Just like with short-read DNA data, we'll need a reference genome to align against. This fasta contains a small portion of the human build 38 reference. Download and untar it:
wget https://storage.googleapis.com/bfx_workshop_tmp/ref_genome_sm.tar
tar -xvf ref_genome_sm.tar
Your command for running the alignment should look like this:
docker run -it -v $(pwd -P):/data quay.io/biocontainers/minimap2:2.17--hed695b0_3
cd /data
minimap2 -ax splice -uf ref_genome_sm.fa.gz k562_ont_trimmed.fastq.gz >k562_ont.sam
This will take a while to align, so plan on letting it go in the background for a bit. While that's running, a few things to notice here:
-
We don't need to create an index ahead of time for minimap. It creates its index of the reference genome very quickly and efficiently compared to short-read aligners like bwa.
-
We're using the
-x splice
parameter, which indicates that it should be doing spliced alignment. This handles RNAseq data that has to account for introns interrupting the reads. We'll talk in more detail about spliced alignment that during the RNAseq portion of this course. We're also using the-uf
flags which help it find exon boundaries more effectively, by looking at the sequence context.
Now, we've got an aligned SAM file, and you can look at it with less
and see that it follows the familiar format of header, followed by alignments. As before, we're going to want to sort and index this bam in order to make it useful for downstream steps.

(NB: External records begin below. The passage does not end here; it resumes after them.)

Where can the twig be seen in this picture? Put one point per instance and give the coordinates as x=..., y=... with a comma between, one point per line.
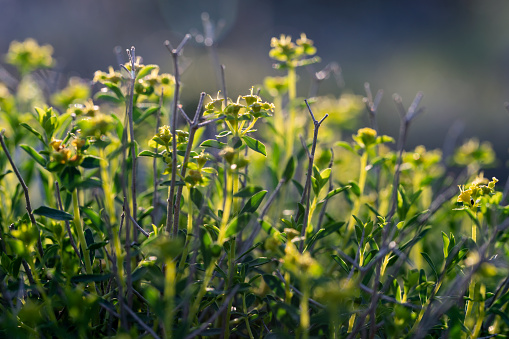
x=132, y=58
x=311, y=157
x=67, y=226
x=331, y=187
x=139, y=227
x=140, y=322
x=264, y=210
x=25, y=190
x=193, y=127
x=389, y=299
x=206, y=324
x=170, y=206
x=311, y=301
x=155, y=197
x=372, y=104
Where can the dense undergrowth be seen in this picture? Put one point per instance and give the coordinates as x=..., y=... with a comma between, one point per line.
x=265, y=215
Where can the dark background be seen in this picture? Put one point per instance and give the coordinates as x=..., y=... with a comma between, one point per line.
x=456, y=52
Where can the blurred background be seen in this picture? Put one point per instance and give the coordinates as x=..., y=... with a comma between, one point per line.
x=455, y=52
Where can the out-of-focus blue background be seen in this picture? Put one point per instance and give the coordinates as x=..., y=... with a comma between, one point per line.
x=456, y=52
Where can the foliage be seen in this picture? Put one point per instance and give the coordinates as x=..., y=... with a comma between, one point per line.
x=143, y=229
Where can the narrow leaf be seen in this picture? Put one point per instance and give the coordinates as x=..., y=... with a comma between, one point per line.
x=255, y=145
x=253, y=203
x=431, y=264
x=34, y=154
x=52, y=213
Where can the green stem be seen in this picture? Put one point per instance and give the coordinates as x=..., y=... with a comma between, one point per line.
x=231, y=268
x=185, y=252
x=81, y=234
x=292, y=94
x=108, y=196
x=246, y=319
x=304, y=309
x=227, y=208
x=169, y=294
x=203, y=289
x=357, y=204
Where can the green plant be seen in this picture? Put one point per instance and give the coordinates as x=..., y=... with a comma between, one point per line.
x=144, y=229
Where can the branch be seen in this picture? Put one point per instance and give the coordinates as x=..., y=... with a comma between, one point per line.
x=170, y=204
x=25, y=190
x=310, y=169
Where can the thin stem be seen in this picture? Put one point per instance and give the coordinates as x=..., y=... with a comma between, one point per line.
x=170, y=227
x=155, y=197
x=310, y=169
x=25, y=190
x=206, y=324
x=67, y=225
x=81, y=235
x=194, y=125
x=132, y=58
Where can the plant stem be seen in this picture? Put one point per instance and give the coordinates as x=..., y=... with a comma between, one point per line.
x=292, y=94
x=231, y=272
x=132, y=56
x=188, y=236
x=246, y=319
x=227, y=208
x=25, y=190
x=357, y=204
x=304, y=308
x=169, y=294
x=193, y=127
x=170, y=227
x=81, y=235
x=203, y=289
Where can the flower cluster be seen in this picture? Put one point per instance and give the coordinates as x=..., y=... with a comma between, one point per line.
x=480, y=187
x=291, y=54
x=61, y=155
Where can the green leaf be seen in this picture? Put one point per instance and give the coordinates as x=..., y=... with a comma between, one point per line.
x=145, y=70
x=91, y=161
x=446, y=241
x=148, y=112
x=97, y=245
x=249, y=250
x=237, y=224
x=197, y=197
x=255, y=145
x=108, y=96
x=354, y=187
x=431, y=264
x=346, y=146
x=213, y=143
x=33, y=131
x=341, y=263
x=149, y=154
x=93, y=216
x=248, y=191
x=87, y=278
x=253, y=203
x=52, y=213
x=289, y=169
x=70, y=178
x=334, y=192
x=298, y=186
x=115, y=89
x=34, y=154
x=275, y=284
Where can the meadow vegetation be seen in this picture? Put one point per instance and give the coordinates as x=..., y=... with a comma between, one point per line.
x=269, y=215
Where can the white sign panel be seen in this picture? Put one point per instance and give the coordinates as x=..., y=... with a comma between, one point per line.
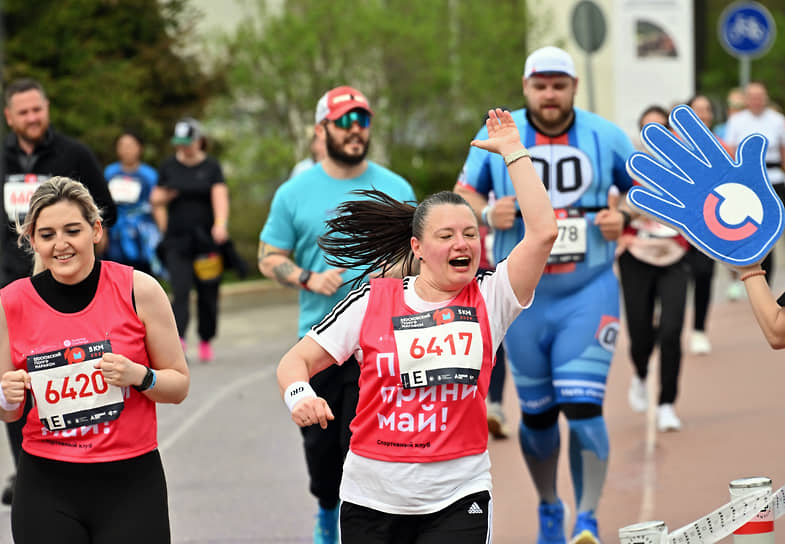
x=654, y=57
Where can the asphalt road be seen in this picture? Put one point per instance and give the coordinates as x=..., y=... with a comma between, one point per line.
x=236, y=472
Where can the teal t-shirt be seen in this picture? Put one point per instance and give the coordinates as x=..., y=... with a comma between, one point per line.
x=296, y=221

docker run -it -v $(pwd -P):/data biocontainers/samtools:v1.9-4-deb_cv1
cd /data
samtools view -Sb k562_ont.sam | samtools sort >k562_ont.bam
samtools index k562_ont.bam
Exit the container, then open IGV. It's time to visualize this data and get a feel for what you've got going on. Let's grab a short-read Illumina bam, generated from the same cell line, for comparison:
wget https://storage.googleapis.com/bfx_workshop_tmp/k562_illumina.bam https://storage.googleapis.com/bfx_workshop_tmp/k562_illumina.bam https://storage.googleapis.com/bfx_workshop_tmp/k562_illumina.bam.bai
Open both the Illumina and ONT bams in IGV, using the Human (hg38) reference genome. Navigate to the U2AF1
gene and answer some questions:
-
How many exons are spanned by a typical short read? How about a typical long read? Which has more even coverage over the exons of these genes?
-
Right click on the Gene track and choose "Expanded" Can you match up individual long reads with full-length transcripts? What about short reads? How might this affect your ability to understand alternative splicing?
-
Zoom into an exon, until you can see basepair level changes. Which data has a higher error rate? Are the classes of errors you see between the two platforms different? What kinds of analyses would be limited by this error rate?
-
Now navigate to the DNMT3A gene and zoom in on the 3' (left) end. What do you notice about the reads and the coverage? Do these look like full-length transcripts to you?
-
Go to the ensembl website and pull look at the gold transcripts for DNMT3A - the most stable, well characterized. How long is the the dominant isoform? Does that information help explain what you see in IGV?
Compare this to the short read data. Which is more useful in this situation? Think about what kinds of biases this can introduce when estimating gene expression or transcript abundance.